The text of the agreement was finalized by consensus last month following several rounds of tense negotiations.
The United States pulled out of those talks after US President Donald Trump's decision to start withdrawing his country from the WHO.
"The world is safer today thanks to the leadership, collaboration and commitment of our member states to adopt the historic WHO Pandemic Agreement," Tedros said in a statement.
"The agreement is a victory for public health, science and multilateral action.
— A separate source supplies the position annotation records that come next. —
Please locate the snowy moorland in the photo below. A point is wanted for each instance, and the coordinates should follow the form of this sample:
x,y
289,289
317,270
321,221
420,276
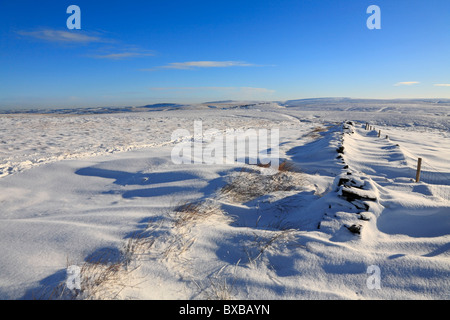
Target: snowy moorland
x,y
341,218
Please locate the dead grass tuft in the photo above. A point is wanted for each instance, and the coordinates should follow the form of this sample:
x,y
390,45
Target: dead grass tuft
x,y
250,184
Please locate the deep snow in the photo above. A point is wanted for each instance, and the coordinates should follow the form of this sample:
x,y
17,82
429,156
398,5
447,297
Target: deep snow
x,y
76,186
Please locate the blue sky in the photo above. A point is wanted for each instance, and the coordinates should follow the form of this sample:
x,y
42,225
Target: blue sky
x,y
142,52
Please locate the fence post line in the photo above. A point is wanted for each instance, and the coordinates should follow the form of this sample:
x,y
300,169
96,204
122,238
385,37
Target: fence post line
x,y
419,167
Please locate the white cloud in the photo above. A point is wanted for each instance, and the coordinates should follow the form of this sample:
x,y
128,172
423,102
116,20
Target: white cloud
x,y
442,85
202,64
122,55
60,36
406,83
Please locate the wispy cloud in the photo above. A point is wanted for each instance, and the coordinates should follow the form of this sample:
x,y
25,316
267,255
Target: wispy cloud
x,y
406,83
60,36
202,64
122,55
442,85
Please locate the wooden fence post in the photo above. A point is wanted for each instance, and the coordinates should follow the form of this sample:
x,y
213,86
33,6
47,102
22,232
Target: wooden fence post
x,y
419,167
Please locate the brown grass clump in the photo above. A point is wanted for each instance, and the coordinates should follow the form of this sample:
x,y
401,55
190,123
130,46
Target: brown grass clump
x,y
250,184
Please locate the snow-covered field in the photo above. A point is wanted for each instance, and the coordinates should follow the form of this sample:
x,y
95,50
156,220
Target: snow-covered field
x,y
101,192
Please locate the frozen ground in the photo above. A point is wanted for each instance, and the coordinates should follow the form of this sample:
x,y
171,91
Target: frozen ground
x,y
81,189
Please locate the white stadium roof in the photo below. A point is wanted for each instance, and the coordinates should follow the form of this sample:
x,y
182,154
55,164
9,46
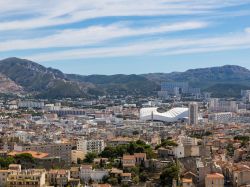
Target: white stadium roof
x,y
171,115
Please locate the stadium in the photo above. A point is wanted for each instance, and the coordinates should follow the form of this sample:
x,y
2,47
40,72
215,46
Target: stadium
x,y
172,115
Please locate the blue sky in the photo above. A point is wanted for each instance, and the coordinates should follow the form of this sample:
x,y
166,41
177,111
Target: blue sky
x,y
126,36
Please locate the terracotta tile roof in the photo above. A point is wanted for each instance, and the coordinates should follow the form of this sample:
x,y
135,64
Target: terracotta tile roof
x,y
38,155
215,176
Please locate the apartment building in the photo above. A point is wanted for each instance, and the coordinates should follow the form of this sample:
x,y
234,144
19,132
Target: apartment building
x,y
90,145
61,150
31,178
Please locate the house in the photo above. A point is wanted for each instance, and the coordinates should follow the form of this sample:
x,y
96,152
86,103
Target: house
x,y
214,180
58,177
187,182
128,161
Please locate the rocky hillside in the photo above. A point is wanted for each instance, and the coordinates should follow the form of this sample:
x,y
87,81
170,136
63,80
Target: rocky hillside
x,y
19,76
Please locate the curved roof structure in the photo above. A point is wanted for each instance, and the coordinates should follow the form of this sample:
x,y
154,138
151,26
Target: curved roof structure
x,y
172,115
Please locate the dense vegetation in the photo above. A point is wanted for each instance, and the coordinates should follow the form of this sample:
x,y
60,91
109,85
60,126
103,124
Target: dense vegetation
x,y
134,147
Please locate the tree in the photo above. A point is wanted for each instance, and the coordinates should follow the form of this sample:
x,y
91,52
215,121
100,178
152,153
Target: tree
x,y
230,149
143,177
169,173
89,158
5,162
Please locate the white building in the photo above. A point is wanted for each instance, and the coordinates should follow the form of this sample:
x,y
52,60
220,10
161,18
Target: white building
x,y
218,105
31,104
90,145
193,113
87,173
173,115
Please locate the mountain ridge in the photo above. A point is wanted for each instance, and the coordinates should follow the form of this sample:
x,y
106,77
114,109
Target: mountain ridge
x,y
52,83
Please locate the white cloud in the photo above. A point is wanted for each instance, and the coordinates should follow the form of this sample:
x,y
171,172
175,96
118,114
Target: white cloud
x,y
159,47
95,34
58,12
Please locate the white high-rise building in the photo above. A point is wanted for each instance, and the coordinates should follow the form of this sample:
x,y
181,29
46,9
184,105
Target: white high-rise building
x,y
193,113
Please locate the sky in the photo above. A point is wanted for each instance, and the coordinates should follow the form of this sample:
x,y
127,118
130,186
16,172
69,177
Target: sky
x,y
126,36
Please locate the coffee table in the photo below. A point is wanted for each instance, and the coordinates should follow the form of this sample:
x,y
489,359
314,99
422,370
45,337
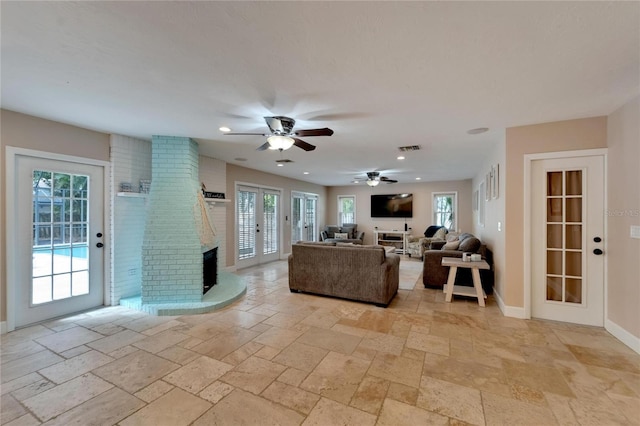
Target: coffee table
x,y
450,288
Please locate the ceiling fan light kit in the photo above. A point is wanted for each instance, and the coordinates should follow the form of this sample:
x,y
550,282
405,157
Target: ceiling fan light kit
x,y
282,136
280,142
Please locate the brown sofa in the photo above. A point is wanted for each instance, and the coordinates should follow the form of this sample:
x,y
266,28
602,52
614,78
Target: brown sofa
x,y
350,271
436,275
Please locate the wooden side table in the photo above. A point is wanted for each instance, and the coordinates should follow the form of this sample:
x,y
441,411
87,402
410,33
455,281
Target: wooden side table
x,y
450,288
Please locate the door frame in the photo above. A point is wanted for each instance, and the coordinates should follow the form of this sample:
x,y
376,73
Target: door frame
x,y
259,187
528,202
11,232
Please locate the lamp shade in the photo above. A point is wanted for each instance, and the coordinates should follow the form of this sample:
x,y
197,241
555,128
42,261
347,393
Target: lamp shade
x,y
280,142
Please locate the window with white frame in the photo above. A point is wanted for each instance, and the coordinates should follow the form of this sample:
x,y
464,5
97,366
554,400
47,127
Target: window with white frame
x,y
445,209
346,209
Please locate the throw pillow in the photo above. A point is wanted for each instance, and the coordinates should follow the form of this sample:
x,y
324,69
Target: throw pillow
x,y
471,245
440,234
451,245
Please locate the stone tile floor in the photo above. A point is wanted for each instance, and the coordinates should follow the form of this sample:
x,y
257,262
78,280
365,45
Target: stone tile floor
x,y
280,358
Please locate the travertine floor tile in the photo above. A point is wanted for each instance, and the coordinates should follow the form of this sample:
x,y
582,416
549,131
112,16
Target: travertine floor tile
x,y
136,371
301,356
397,369
395,413
175,408
291,396
68,339
336,377
507,411
96,411
198,374
74,367
245,408
254,374
328,412
451,400
55,401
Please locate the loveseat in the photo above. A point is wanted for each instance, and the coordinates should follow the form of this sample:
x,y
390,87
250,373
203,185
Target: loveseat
x,y
350,229
436,275
365,273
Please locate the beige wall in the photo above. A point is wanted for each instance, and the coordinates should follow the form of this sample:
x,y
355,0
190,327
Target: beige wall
x,y
24,131
493,231
422,209
587,133
249,176
623,205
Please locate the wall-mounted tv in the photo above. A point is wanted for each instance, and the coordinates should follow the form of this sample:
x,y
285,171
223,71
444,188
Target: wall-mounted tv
x,y
392,205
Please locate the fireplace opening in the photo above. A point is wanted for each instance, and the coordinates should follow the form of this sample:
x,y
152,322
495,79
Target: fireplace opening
x,y
209,269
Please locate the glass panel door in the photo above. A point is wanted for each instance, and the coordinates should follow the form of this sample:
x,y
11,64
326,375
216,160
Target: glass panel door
x,y
60,267
564,225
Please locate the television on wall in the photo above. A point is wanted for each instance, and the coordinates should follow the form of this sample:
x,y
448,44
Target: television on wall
x,y
392,205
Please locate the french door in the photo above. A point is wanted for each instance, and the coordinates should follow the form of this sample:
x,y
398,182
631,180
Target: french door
x,y
257,225
58,267
304,217
567,239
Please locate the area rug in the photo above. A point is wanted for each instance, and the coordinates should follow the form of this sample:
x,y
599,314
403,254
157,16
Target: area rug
x,y
410,272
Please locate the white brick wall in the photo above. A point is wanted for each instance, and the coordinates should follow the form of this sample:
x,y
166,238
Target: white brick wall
x,y
171,250
130,162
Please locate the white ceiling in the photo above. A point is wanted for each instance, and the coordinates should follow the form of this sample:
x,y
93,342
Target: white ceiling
x,y
380,74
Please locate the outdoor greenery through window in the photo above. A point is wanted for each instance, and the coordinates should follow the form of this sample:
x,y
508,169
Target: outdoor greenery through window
x,y
445,207
346,209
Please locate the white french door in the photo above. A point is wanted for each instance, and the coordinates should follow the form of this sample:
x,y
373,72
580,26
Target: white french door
x,y
304,217
257,225
58,266
567,239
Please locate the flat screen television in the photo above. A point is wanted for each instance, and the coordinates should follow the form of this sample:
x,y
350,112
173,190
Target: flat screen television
x,y
392,205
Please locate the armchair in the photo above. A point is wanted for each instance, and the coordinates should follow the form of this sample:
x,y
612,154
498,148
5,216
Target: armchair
x,y
416,246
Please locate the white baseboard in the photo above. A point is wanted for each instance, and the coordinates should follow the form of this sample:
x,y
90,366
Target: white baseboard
x,y
623,335
509,311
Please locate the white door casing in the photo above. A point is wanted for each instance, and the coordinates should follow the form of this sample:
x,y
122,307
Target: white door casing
x,y
567,218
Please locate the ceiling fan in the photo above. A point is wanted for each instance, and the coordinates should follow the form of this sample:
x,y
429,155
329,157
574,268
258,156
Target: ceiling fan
x,y
283,136
374,178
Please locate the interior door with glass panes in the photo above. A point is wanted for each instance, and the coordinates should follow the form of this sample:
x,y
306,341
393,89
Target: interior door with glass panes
x,y
60,268
303,217
257,225
567,247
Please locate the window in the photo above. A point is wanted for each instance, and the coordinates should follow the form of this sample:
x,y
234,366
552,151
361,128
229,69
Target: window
x,y
346,209
445,206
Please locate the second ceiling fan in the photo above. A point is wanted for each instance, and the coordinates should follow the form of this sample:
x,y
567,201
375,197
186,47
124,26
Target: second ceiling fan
x,y
283,136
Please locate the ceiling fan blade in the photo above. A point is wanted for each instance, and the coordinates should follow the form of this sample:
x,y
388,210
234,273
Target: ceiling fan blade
x,y
263,146
302,144
236,134
314,132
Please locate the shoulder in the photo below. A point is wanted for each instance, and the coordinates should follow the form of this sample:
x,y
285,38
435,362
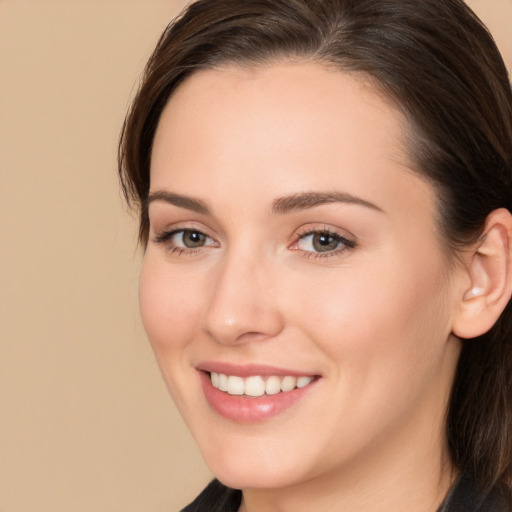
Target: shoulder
x,y
465,497
216,497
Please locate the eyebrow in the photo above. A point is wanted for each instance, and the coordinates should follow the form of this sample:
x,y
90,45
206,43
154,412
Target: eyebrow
x,y
280,206
306,200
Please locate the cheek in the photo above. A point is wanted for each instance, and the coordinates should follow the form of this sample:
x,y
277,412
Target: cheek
x,y
169,306
392,320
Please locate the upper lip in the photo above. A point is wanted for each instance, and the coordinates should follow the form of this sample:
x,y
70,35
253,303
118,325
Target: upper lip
x,y
248,370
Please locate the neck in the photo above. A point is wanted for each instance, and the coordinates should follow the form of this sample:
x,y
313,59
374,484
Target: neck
x,y
391,478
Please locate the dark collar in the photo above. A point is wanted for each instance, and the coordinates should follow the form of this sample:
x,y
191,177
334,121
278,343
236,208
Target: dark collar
x,y
465,497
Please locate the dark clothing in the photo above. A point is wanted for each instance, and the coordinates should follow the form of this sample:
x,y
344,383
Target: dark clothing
x,y
463,497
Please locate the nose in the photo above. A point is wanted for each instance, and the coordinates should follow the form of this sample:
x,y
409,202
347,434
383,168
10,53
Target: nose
x,y
243,303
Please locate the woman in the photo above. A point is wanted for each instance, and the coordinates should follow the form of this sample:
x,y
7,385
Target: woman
x,y
325,191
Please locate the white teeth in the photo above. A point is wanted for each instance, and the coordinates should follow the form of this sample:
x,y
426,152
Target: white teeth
x,y
303,381
273,385
235,385
223,382
288,383
256,385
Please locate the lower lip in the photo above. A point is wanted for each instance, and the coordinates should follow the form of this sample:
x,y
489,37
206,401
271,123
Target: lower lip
x,y
243,409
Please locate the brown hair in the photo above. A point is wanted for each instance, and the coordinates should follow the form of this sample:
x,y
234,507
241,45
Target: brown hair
x,y
438,63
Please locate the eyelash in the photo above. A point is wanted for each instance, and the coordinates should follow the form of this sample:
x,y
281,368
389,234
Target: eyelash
x,y
165,238
346,244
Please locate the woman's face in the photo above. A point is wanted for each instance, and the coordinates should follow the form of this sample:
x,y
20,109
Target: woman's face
x,y
292,245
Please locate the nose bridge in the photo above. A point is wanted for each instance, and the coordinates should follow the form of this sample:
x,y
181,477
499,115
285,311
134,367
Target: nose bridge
x,y
241,306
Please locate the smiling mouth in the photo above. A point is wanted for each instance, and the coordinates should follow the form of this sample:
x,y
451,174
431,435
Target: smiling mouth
x,y
255,386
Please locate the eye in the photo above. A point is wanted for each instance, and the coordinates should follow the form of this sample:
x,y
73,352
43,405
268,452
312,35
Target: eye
x,y
185,239
189,239
323,241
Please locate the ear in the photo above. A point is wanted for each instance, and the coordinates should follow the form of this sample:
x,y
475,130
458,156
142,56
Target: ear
x,y
489,268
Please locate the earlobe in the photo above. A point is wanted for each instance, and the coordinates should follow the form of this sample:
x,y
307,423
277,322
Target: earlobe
x,y
489,269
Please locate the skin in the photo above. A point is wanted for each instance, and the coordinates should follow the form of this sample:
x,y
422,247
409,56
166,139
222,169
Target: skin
x,y
374,321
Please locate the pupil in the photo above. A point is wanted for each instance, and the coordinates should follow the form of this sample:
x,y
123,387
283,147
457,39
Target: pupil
x,y
193,239
323,242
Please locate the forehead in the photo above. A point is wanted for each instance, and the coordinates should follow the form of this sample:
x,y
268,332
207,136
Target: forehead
x,y
289,127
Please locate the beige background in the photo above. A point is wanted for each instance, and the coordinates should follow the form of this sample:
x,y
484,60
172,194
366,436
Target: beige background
x,y
85,421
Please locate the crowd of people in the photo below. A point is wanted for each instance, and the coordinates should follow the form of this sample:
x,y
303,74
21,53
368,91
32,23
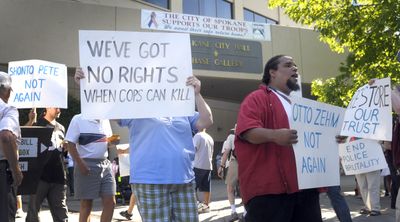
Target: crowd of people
x,y
257,157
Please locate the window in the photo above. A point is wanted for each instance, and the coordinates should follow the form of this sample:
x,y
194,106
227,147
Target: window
x,y
161,3
254,17
212,8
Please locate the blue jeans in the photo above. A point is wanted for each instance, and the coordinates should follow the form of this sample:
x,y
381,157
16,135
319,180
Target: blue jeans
x,y
339,204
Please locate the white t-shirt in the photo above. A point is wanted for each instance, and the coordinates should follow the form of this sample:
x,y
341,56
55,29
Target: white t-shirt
x,y
9,120
90,137
229,145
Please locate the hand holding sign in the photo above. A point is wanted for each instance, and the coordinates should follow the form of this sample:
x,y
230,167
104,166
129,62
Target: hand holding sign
x,y
285,137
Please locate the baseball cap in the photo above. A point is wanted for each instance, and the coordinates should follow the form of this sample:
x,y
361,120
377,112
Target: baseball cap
x,y
5,80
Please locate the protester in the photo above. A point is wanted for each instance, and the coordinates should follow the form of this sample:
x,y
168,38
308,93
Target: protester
x,y
165,189
52,182
20,212
263,145
87,143
396,142
204,145
338,202
70,174
231,180
10,132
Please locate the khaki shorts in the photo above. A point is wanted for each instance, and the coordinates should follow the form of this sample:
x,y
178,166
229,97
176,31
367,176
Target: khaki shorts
x,y
100,181
232,175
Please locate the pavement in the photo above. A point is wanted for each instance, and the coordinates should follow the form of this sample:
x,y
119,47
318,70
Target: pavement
x,y
220,209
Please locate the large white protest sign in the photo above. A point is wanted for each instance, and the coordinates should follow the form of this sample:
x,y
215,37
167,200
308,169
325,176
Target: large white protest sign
x,y
317,155
135,74
176,22
38,83
369,112
361,156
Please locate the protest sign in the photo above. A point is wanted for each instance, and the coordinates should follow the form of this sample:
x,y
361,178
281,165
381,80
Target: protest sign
x,y
361,156
33,155
369,114
38,84
135,75
176,22
317,155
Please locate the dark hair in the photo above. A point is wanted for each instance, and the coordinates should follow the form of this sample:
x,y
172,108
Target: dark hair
x,y
271,64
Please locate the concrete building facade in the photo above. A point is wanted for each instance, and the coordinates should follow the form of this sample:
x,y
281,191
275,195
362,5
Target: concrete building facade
x,y
48,30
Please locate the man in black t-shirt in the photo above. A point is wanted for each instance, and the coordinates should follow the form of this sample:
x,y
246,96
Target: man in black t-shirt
x,y
52,183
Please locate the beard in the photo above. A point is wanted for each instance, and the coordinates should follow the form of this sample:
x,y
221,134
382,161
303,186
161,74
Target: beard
x,y
292,85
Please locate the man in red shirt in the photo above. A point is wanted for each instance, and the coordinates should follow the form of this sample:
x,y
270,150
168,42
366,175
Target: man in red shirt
x,y
267,169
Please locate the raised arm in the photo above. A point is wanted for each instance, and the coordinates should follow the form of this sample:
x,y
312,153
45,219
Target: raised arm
x,y
205,115
8,142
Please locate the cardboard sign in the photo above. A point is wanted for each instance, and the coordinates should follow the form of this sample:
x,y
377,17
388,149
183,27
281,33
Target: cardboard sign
x,y
33,156
317,158
38,83
369,114
361,156
135,75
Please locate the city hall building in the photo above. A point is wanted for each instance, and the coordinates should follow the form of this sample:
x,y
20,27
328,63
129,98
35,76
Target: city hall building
x,y
231,40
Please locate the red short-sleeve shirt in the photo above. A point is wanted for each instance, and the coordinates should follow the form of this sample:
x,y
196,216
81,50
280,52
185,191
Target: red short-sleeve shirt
x,y
266,168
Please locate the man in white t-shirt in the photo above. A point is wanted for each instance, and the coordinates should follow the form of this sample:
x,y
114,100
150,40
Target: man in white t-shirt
x,y
231,179
88,146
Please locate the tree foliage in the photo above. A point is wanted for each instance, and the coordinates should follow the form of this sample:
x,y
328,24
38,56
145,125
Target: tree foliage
x,y
368,29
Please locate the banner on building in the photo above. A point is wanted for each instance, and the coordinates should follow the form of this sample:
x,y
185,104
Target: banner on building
x,y
361,156
176,22
135,74
38,83
369,114
317,155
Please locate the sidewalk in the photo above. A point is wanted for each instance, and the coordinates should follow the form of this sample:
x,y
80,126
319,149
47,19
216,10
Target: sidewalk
x,y
220,209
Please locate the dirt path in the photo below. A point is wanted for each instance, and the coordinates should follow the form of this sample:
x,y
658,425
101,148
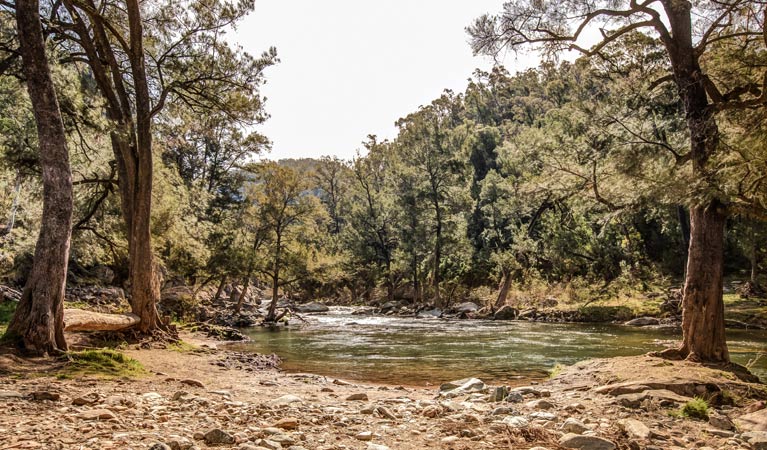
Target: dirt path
x,y
189,401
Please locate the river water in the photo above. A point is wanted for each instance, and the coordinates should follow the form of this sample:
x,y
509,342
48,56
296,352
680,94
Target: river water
x,y
411,351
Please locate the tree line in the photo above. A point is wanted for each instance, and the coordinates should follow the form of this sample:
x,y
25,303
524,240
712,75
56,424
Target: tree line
x,y
639,161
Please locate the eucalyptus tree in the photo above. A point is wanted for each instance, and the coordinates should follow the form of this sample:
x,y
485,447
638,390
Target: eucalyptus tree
x,y
689,32
38,322
429,144
140,57
286,216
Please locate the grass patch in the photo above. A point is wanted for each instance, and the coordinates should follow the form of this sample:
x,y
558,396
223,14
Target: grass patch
x,y
104,362
556,370
696,408
182,347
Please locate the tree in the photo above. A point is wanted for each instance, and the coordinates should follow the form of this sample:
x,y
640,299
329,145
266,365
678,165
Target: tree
x,y
429,143
187,59
548,25
283,208
38,323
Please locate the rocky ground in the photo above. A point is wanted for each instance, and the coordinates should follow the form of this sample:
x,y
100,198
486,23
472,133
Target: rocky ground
x,y
204,397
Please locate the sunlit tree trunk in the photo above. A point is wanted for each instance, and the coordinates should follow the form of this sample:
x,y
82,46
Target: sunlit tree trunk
x,y
37,325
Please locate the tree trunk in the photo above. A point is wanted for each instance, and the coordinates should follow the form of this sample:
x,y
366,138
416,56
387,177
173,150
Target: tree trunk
x,y
271,315
220,288
145,283
702,305
503,290
684,227
37,325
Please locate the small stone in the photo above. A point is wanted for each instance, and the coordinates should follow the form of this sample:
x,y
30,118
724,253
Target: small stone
x,y
160,446
218,436
539,404
635,428
89,399
516,421
372,446
720,421
192,382
97,414
364,436
288,423
45,395
286,400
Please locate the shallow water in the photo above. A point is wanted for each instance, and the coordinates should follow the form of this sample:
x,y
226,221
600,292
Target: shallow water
x,y
430,351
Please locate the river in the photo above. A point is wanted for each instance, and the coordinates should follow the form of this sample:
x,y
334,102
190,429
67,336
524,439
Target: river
x,y
395,350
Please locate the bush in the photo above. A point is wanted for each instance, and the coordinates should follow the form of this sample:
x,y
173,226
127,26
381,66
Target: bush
x,y
696,408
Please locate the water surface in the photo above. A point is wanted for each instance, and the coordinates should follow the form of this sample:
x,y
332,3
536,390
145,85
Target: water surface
x,y
430,351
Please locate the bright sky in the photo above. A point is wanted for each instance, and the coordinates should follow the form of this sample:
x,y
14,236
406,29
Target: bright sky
x,y
350,68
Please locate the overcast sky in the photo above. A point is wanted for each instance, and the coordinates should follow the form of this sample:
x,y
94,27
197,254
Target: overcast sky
x,y
350,68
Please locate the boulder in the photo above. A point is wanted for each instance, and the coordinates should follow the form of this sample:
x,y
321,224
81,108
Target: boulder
x,y
643,322
507,312
466,307
635,429
582,442
312,307
429,313
573,425
461,387
81,320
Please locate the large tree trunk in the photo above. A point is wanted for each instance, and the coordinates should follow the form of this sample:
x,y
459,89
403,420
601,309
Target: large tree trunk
x,y
702,304
503,290
145,284
37,325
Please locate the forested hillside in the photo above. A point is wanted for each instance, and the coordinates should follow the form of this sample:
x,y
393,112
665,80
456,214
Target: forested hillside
x,y
573,175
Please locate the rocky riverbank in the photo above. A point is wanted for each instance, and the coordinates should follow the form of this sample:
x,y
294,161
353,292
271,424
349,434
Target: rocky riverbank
x,y
206,397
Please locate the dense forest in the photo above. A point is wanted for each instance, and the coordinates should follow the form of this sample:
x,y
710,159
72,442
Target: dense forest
x,y
576,179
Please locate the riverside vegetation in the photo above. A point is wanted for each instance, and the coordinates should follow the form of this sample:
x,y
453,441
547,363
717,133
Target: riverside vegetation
x,y
625,185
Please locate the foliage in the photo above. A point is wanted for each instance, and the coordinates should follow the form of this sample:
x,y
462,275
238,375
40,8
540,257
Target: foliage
x,y
696,408
103,362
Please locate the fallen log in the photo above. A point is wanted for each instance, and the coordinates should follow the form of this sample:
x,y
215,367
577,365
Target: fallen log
x,y
81,320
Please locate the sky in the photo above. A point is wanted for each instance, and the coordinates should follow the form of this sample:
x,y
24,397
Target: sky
x,y
350,68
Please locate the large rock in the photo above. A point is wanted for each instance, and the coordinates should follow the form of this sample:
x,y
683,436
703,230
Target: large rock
x,y
461,387
507,312
466,307
81,320
429,313
582,442
757,439
312,307
635,428
643,322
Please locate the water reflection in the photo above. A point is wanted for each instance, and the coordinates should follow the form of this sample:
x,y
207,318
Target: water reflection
x,y
420,351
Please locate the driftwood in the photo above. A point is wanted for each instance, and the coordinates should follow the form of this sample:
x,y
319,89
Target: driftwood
x,y
81,320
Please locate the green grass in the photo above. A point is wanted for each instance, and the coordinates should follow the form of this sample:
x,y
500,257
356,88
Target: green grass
x,y
696,408
556,370
104,362
182,347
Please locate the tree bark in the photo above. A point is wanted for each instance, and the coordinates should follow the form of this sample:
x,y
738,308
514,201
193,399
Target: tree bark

It will ensure we, collectively, can better protect the world from future pandemic threats," he added.
"Citizens, societies and economies must not be left vulnerable to again suffer losses like those endured during COVID-19."
Path to ratification
COVID-19 killed millions of people, shredded economies and crippled health systems.
The agreement aims to better detect and combat pandemics by focusing on greater international coordination and surveillance, and more equitable access to vaccines and treatments.
The negotiations process grew tense amid disagreements between wealthy and developing countries, with the latter feeling cut off from access to vaccines during the pandemic.
Angolan President Joao Lourenco, speaking for the African Union, told the assembly on Tuesday: "Countries in Africa are rarely the starting point of these crises but always are on the front line and the victims of these crises that cross borders."
The agreement also faced opposition from those who thought it would encroach on state sovereignty.
Countries still have to thrash out the details of the agreement's Pathogen Access and Benefit-Sharing (PABS) mechanism.
The PABS mechanism deals with sharing access to pathogens with pandemic potential, and then sharing the benefits derived from them: vaccines, tests and treatments.
Once the PABS system is finalized, the agreement can then be ratified by members, with sixty ratifications required for the treaty to enter into force.
In a video message, Indian Prime Minister Narendra Modi called the agreement "a shared commitment to fight future pandemics with greater cooperation while building a healthy planet."
EU health commissioner Oliver Varhelyi called the agreement a "decisive step towards a more effective and cooperative global approach" to preventing and managing pandemics.
Kennedy brands WHO 'moribund'
But US Health Secretary Robert F. Kennedy Jr. branded the WHO bloated and moribund, and urged other countries to consider following suit.
He said the UN health agency was under undue influence from China, gender ideology and the pharmaceutical industry.
"I urge the world's health ministers and the WHO to take our withdrawal from the organization as a wake-up call," Kennedy said in a video statement.
"We've already been in contact with like-minded countries and we encourage others to consider joining us."
French President Emmanuel Macron called the agreement "a victory for the future" and for citizens who will now be "better protected against pandemics."
Via video message, he said that while some believed they could do without science, not only would they "harm the health of all us", but they would be the most in danger from pathogens as they would "not see their return."
While all eyes were on preparing for the next pandemic, Tedros said it was crucial to find out how the last one began.
"The pandemic has ended, but we still don't know how it started," he said.
"Understanding how it did remains important, both as a scientific imperative and as a moral imperative" for the sake of the millions killed.